His story of how psychedelics (particularly LSD) powered insights for his mathematics from the 1960s powered my own interest in the topic. I cited Ralph’s 2008 essay Mathematics and the Psychedelic Revolution in my coming-out-of-the-psychedelic-scientist-closet article It’s High Time for Science. His definitive telling of the story of psychedelic evolution of tech and math helped charge up the case for the creation of the Center for MINDS itself:
“There is no doubt that the psychedelic evolution in the 1960s had a profound effect on the history of computers and computer graphics, and of mathematics, especially the birth of postmodern maths such as chaos theory and fractal geometry. This I witnessed personally. The effect on my own history, viewed now in four decades of retrospect, was a catastrophic shift from abstract pure math to a more experimental and applied study of vibrations and forms, which continues to this day.” - Ralph Abraham
At our last lunch back in March, 87 year-old Nick Herbert, one of our prized residents here at Ancient Oaks, joined me to meet with 87 year-old Ralph. They both moved to the Santa Cruz Mountains in the late 60s and crossed paths many times socially. It was delightful to witness two true wizards in (sometimes hilarious) discourse!

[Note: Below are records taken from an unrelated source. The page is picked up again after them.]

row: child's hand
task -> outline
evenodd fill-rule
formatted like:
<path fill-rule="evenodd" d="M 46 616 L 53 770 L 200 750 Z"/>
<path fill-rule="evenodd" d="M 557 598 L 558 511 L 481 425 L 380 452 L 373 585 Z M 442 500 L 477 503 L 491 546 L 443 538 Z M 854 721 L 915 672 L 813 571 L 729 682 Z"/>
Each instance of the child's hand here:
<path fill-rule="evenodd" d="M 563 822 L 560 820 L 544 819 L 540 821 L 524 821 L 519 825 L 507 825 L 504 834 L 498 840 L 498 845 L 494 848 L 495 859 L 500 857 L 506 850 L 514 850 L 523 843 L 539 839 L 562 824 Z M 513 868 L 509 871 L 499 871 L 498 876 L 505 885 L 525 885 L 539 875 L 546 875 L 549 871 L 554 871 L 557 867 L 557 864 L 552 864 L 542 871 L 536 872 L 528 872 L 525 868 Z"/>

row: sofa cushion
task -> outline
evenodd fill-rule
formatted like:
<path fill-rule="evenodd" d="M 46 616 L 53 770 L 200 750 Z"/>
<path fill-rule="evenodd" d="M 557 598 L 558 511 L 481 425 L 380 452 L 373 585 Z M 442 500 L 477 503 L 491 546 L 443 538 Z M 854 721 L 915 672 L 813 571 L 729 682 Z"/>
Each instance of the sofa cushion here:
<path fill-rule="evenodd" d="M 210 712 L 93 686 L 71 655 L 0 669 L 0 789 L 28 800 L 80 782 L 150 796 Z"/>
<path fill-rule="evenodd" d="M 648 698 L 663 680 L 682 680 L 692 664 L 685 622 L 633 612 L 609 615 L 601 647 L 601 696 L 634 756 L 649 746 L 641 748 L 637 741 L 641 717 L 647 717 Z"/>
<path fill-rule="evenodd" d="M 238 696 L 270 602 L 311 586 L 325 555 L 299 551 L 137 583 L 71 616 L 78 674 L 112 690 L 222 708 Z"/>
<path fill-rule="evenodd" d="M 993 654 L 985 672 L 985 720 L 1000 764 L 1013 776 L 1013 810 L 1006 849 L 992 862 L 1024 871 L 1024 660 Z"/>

Ralph’s legacy goes on, from his many books and articles, pioneering work in dynamical systems theory and math visualization, and aiding society through his work guiding young people to enter exciting creative lives at the Ross School, and his visionary quest for an Akashic physics with Kolkata mathematician Sisir Roy.
Missing you Ralph: Last Selfie flanking and appreciating Ralph Abraham, Nick Herbert (left) and yours truly (right) - photo credit Kathryn Lukas-Damer
My final thoughts and feelings go out to his lovely wife and partner of many decades, “Rainbow” Ray Gwyn Smith.
- Bruce Damer
See also: Wallace Baine’s excellent article for Lookout Santa Cruz: Intellectual explorer Ralph Abraham was always looking for the Big Picture.
Thank you, Bruce. Ralph extended a great kindness to me in 1985 which became the foundation of a deep friendship. The last times we met we were considering how AI might be altered - or rather, could it be altared - so that it had an ethical foundation no matter it’s other uses. As you might guess, we were not successful but it was our mutual concern and alarm. What a wild and beautiful mind with a heart to match has left us - or given the edges he crossed his entire life - has decided to do his sacred work from the other side.
I appreciated his book Chaos Gaia Eros. Did you know William Irwin Thompson? Such wisdom.